Canadian borrowers have enjoyed record low mortgage rates for the past six years. Could these discounts soon come to an end? Global influences, such as an international bond sell-off and the chance of an American rate hike, pose the possibility in the medium term. However, summer buyers still have reason to smile, as an expert mortgage panel calls for fixed and variable deals to last throughout the summer.
Read: The difference between fixed and variable rate mortgages
Fixed Mortgage Rates Won't Be Swayed by Bond Sell-Off
"Tension over Greece's status within the Eurozone has resulted in a global bond sell-off, causing German bunds and Asian yields to spike. However, Canadian five-year yields have eased back to below the one per cent threshold in recent weeks," says Kelvin Mangaroo, panel member and founder of rate comparison site RateSupermarket.ca. "Given this backdrop, and the current competitive nature of the market, lenders will likely continue to offer their fixed-rate options at great discounts."
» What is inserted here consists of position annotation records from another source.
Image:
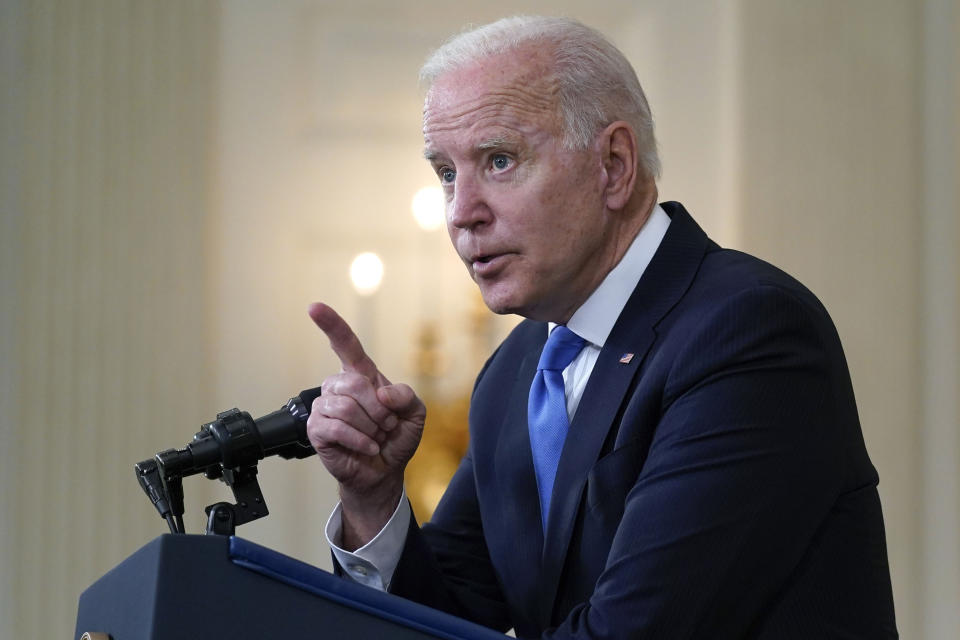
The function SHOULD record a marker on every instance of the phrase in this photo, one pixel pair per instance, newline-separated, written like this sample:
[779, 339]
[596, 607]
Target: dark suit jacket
[714, 486]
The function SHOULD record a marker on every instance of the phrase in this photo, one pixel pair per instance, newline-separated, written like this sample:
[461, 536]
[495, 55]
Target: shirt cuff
[372, 564]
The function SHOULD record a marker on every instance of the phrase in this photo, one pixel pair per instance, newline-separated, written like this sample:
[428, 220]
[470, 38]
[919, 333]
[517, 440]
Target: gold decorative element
[445, 435]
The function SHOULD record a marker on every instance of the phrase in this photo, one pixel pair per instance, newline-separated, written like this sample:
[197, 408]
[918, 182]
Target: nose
[468, 208]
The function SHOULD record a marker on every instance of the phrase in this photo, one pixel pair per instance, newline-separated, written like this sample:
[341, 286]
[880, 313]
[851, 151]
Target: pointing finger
[345, 343]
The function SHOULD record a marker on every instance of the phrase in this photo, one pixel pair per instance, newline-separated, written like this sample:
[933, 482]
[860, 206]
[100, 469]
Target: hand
[364, 429]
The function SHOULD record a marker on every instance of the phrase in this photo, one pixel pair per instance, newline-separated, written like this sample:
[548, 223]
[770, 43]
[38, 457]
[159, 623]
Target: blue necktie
[547, 410]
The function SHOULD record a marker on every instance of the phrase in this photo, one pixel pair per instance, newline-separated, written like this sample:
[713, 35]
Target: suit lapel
[664, 282]
[518, 510]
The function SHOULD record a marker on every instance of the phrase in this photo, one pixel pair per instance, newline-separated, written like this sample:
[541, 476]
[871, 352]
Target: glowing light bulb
[428, 208]
[366, 273]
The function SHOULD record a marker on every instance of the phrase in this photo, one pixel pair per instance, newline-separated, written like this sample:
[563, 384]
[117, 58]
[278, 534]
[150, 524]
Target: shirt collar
[595, 318]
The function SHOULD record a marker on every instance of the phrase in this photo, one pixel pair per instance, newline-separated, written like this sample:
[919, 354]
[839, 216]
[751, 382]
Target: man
[697, 470]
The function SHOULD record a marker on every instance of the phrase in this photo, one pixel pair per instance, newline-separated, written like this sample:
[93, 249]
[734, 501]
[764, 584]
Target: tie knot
[562, 347]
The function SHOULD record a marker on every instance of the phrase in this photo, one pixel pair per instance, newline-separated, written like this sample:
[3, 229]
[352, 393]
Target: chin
[499, 303]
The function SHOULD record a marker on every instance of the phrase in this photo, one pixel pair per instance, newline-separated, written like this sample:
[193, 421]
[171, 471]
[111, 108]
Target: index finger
[345, 343]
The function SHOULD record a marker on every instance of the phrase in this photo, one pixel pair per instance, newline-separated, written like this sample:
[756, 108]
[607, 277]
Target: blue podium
[210, 587]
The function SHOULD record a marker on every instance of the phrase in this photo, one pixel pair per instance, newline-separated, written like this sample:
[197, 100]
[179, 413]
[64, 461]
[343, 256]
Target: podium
[178, 587]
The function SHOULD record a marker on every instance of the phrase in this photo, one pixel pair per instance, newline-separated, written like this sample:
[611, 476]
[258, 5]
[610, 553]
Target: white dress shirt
[374, 563]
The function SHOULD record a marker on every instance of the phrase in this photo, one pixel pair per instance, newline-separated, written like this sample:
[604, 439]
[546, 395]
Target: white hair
[597, 85]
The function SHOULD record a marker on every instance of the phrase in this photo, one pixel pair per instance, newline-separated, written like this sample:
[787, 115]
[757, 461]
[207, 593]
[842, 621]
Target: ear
[620, 159]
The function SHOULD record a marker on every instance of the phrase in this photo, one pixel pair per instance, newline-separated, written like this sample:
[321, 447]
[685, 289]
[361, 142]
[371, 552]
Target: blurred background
[181, 178]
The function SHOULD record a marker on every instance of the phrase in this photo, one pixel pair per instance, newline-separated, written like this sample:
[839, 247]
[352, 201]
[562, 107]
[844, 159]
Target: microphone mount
[228, 449]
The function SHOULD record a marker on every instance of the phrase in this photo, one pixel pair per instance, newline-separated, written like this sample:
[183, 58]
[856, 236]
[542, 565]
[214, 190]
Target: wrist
[365, 513]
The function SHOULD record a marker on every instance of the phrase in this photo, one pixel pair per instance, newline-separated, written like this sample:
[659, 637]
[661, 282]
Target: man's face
[525, 215]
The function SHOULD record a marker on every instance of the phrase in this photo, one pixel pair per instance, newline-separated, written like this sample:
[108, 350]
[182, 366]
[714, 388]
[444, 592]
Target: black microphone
[235, 440]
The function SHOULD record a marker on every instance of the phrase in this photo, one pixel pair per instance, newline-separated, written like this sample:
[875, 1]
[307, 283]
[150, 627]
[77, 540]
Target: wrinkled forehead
[516, 85]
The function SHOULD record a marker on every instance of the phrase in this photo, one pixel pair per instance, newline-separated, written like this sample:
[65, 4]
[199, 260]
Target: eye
[447, 175]
[500, 161]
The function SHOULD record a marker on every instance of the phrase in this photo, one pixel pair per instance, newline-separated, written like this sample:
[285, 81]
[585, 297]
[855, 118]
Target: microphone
[228, 448]
[236, 440]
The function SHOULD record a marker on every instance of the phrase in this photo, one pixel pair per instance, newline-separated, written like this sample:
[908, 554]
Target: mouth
[488, 264]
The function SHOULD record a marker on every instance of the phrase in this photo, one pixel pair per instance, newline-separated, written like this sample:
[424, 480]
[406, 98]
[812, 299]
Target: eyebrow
[486, 145]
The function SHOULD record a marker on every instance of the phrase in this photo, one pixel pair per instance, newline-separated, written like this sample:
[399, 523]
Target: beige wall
[180, 179]
[106, 180]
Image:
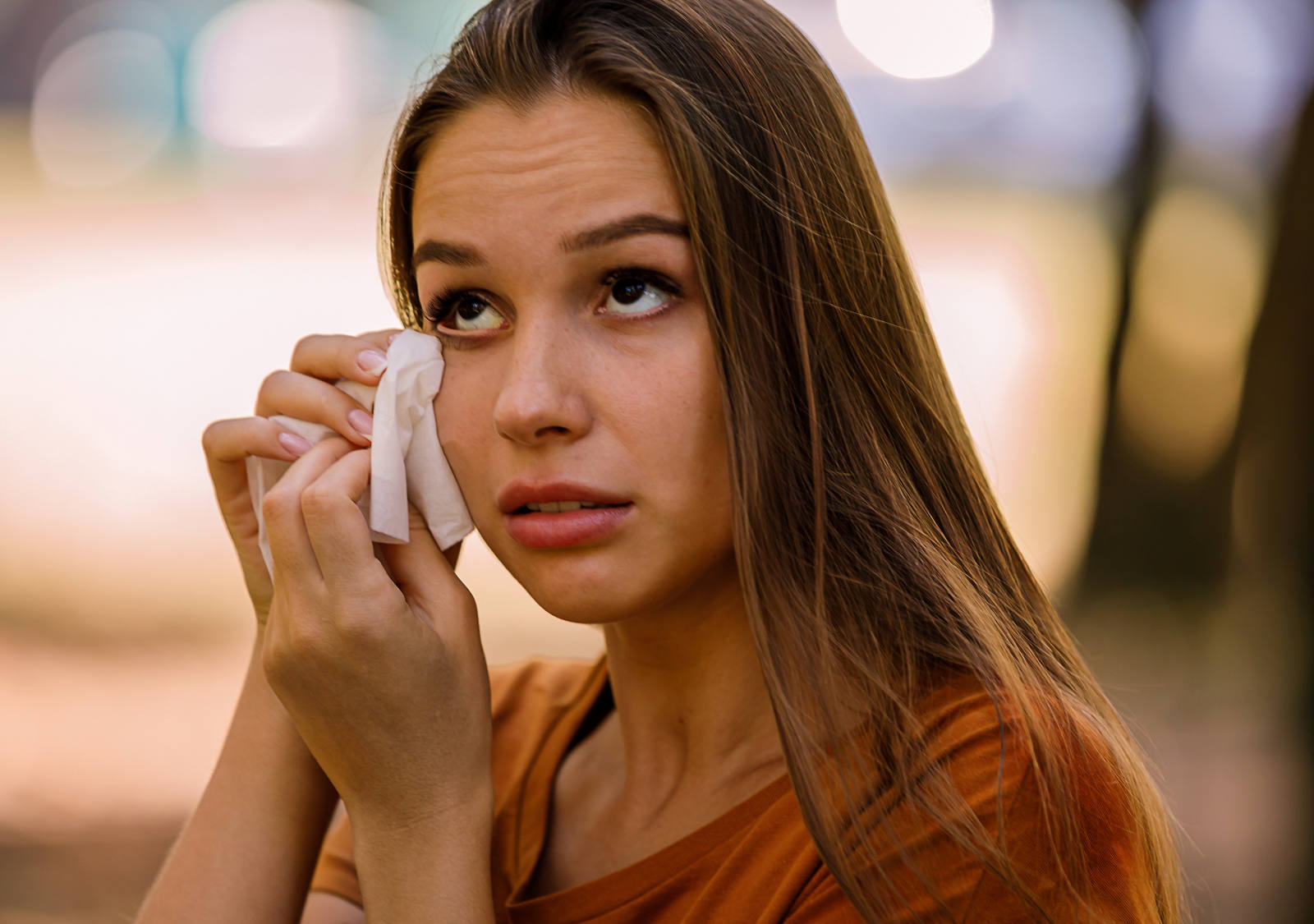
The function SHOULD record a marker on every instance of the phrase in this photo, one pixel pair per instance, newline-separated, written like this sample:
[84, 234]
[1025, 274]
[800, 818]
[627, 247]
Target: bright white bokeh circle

Next Steps for the Bank of Canada
Variable mortgage rate holders can also expect stability - at least for the short term. Despite the lingering economic impact of lower oil prices, jobs and manufacturing data have surpassed expectations, leading experts to believe that a rate cut is less likely in the coming months - though not completely off the table.
"(It) reveals, contra to critics, that Canada is not a petro-state but a service economy with 16 million of the 18 million jobs in downstream service sector," states panelist Dr. Ian Lee. "For these reasons, it is more likely that the Bank will leave the rate unchanged, then reduce it one more time."
Stated Mangaroo, "In their recent semi-annual Financial Systems Review, the Bank of Canada indicated high household debt and real estate prices, rather than oil, pose the greatest threat to the economy. However, they also emphasized that the resulting employment consequences could trigger a long-dreaded housing price correction."
Experts also keep a close eye on American rate policy, which traditionally dictates the Canadian cost of borrowing. An improving U.S. economy feeds speculation that the U.S. Federal Reserve is poised to hike interest rates, but that movement won't occur until September, and will be implemented at a gradual pace.
The consensus: RateSupermarket.ca's Mortgage Rate Outlook Panel points to a persistently low-yield Canadian bond market to support fixed-rate discounts, while a move by the Bank of Canada on variable-rate pricing is unexpected in the short term.